Bubble tea (Pearl Milk Tea) came from Taichung. I think they still have the best here, so if you come to Taichung, don't forget to check it out! Chun-Shui-Tang(春水堂) is my favorite place to go, their website has very little english but at least you have the phone numbers there.

Thursday, January 25, 2007

Podcast: What's up in Taiwan

Despite of the beautiness, Taiwan does not do a good job in promoting tourism. I've heard people telling me that they didn't know there were so much to see here, or else they would probably make a longer travel plan here.

This is a great Podcast talking about Taiwan. Henry and Julian travel around the island, looking for foriegners from all around the world, to talk about what Taiwan is to them. The show itself is also fun, no matter you're Taiwanese or not, been to Taiwan or not, it's worth listening, and a great way to know this tiny island.

What's up in Taiwan

If you use iTunes, you could click on this link.

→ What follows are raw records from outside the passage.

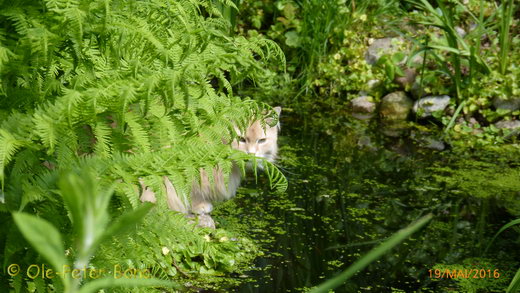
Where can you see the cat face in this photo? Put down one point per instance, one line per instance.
(256, 140)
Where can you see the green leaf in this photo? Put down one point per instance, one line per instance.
(515, 283)
(127, 221)
(44, 238)
(292, 39)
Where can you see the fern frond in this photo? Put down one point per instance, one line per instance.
(8, 147)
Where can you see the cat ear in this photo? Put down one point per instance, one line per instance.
(278, 111)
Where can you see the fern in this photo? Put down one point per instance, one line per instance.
(125, 88)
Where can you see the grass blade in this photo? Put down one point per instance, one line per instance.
(374, 254)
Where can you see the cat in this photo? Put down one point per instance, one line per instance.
(257, 140)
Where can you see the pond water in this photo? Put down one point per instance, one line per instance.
(351, 188)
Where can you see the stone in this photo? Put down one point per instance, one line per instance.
(395, 106)
(205, 221)
(380, 47)
(424, 107)
(406, 81)
(363, 107)
(508, 124)
(511, 104)
(417, 91)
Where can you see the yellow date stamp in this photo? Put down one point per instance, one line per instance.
(464, 274)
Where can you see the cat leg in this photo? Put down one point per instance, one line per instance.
(172, 198)
(202, 207)
(148, 195)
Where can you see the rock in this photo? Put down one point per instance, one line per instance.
(428, 142)
(379, 47)
(424, 107)
(508, 124)
(395, 106)
(395, 129)
(406, 81)
(363, 107)
(434, 144)
(511, 104)
(417, 91)
(205, 221)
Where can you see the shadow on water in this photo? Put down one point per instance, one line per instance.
(349, 190)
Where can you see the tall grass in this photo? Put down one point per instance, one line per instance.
(507, 9)
(514, 286)
(462, 53)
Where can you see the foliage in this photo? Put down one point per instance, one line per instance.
(87, 208)
(129, 89)
(196, 257)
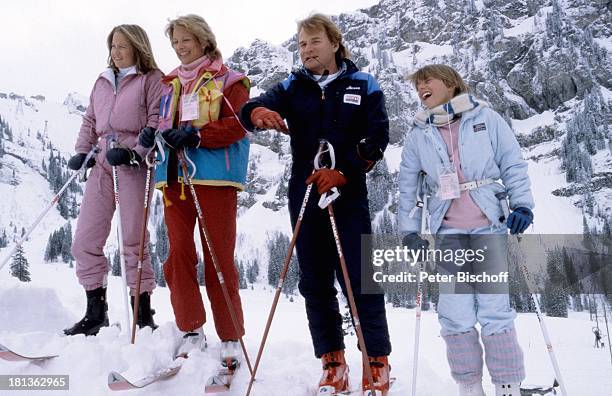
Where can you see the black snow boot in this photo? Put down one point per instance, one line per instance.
(145, 313)
(96, 315)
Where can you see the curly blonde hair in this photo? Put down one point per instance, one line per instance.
(138, 39)
(197, 26)
(447, 74)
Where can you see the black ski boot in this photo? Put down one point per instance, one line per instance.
(96, 315)
(145, 313)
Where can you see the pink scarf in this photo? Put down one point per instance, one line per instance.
(189, 73)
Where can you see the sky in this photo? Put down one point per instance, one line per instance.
(56, 47)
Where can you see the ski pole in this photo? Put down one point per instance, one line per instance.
(351, 298)
(279, 287)
(113, 144)
(94, 150)
(347, 281)
(143, 232)
(207, 241)
(502, 197)
(422, 202)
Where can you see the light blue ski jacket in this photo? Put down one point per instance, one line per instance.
(488, 149)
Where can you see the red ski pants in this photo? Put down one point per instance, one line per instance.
(219, 205)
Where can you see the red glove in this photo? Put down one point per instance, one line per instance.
(268, 119)
(326, 179)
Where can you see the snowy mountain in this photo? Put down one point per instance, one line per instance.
(541, 64)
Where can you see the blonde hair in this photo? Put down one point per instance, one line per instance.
(447, 74)
(197, 26)
(323, 22)
(138, 39)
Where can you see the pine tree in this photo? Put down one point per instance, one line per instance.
(277, 250)
(19, 266)
(555, 292)
(66, 243)
(3, 239)
(201, 273)
(253, 272)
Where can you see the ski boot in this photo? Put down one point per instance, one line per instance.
(511, 389)
(380, 374)
(192, 341)
(145, 313)
(474, 389)
(96, 315)
(335, 374)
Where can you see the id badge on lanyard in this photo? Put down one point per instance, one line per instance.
(448, 181)
(190, 107)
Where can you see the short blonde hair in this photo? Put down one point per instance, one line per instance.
(447, 74)
(322, 22)
(138, 39)
(197, 26)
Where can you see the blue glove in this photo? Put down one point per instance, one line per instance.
(519, 220)
(415, 242)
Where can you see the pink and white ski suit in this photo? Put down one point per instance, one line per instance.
(121, 113)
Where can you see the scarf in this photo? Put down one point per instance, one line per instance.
(447, 112)
(189, 73)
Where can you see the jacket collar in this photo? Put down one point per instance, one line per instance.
(347, 67)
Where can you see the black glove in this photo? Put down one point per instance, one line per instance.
(180, 138)
(76, 161)
(415, 242)
(519, 220)
(146, 137)
(122, 156)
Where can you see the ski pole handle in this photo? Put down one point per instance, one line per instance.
(502, 197)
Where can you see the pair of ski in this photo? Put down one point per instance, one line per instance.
(526, 390)
(329, 391)
(218, 383)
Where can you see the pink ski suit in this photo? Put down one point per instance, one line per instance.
(122, 113)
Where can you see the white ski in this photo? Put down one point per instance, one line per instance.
(12, 356)
(117, 382)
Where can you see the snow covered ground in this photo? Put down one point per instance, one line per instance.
(33, 315)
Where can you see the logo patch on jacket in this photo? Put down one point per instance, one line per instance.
(352, 99)
(479, 127)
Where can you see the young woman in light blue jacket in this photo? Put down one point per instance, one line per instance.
(468, 154)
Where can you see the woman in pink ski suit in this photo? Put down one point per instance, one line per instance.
(124, 100)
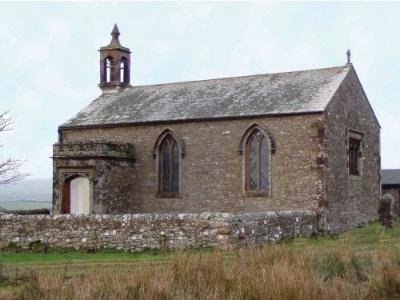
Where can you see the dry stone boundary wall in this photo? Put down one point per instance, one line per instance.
(136, 232)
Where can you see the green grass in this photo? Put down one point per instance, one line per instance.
(363, 261)
(371, 237)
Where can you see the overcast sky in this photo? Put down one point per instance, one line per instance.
(49, 59)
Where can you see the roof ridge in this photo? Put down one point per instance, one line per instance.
(234, 77)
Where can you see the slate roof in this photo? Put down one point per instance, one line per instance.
(258, 95)
(390, 177)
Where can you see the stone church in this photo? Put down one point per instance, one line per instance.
(303, 140)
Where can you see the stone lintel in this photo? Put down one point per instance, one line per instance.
(88, 150)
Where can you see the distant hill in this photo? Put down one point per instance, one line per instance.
(27, 190)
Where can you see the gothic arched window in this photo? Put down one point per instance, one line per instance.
(257, 147)
(168, 165)
(107, 69)
(123, 71)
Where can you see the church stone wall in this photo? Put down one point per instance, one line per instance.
(156, 231)
(106, 165)
(213, 168)
(350, 200)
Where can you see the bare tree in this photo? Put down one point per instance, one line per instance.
(9, 168)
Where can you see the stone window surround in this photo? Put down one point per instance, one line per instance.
(156, 155)
(242, 150)
(355, 134)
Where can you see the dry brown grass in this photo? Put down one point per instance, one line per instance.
(273, 272)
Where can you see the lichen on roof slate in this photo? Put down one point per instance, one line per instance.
(390, 177)
(279, 93)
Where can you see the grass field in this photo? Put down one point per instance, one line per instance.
(361, 264)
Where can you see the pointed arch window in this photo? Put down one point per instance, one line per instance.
(123, 71)
(107, 69)
(257, 146)
(168, 158)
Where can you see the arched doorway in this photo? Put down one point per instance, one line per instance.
(77, 196)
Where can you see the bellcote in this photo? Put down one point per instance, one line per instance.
(115, 64)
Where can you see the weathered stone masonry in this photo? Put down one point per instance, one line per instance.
(157, 231)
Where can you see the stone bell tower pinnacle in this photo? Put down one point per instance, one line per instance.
(115, 63)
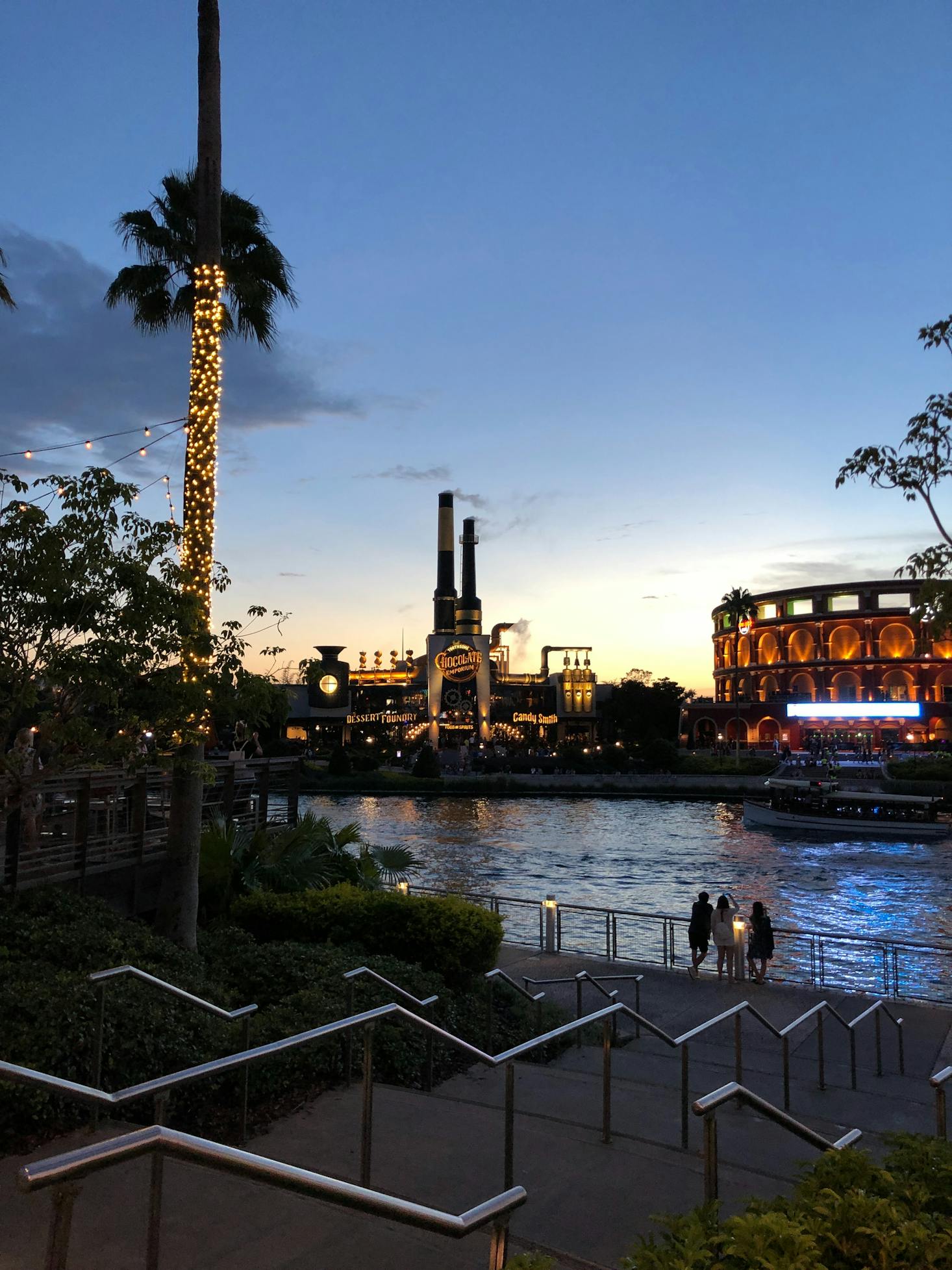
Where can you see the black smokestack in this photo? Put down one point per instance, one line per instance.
(445, 594)
(469, 611)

If you don't....well, the shows are also able to be downloaded through it's website, in mp3 format. But iTunes is easiler, just subscribe the show for free, and it would be automatically downloaded everytime you open up iTunes.

Monday, January 1, 2007

New Year at Taipei 101

I went alone. I guess all my friends got scared by the experience for the 2000 count down, so none of them were willing to come out since then. This is my second time to go out since 2000, it is still extremely crowded, but the city has learned how to handle that much people now.
Mobile communication was still busy, too many phones were trying to call, and the cells got packed. But it is much better than 2000. And the MRT learned to control the amount of people trying to take the tube, now the flow was smoother, and I got home before 1 am, pretty quick.
The fireworks were great, too bad no one to share with.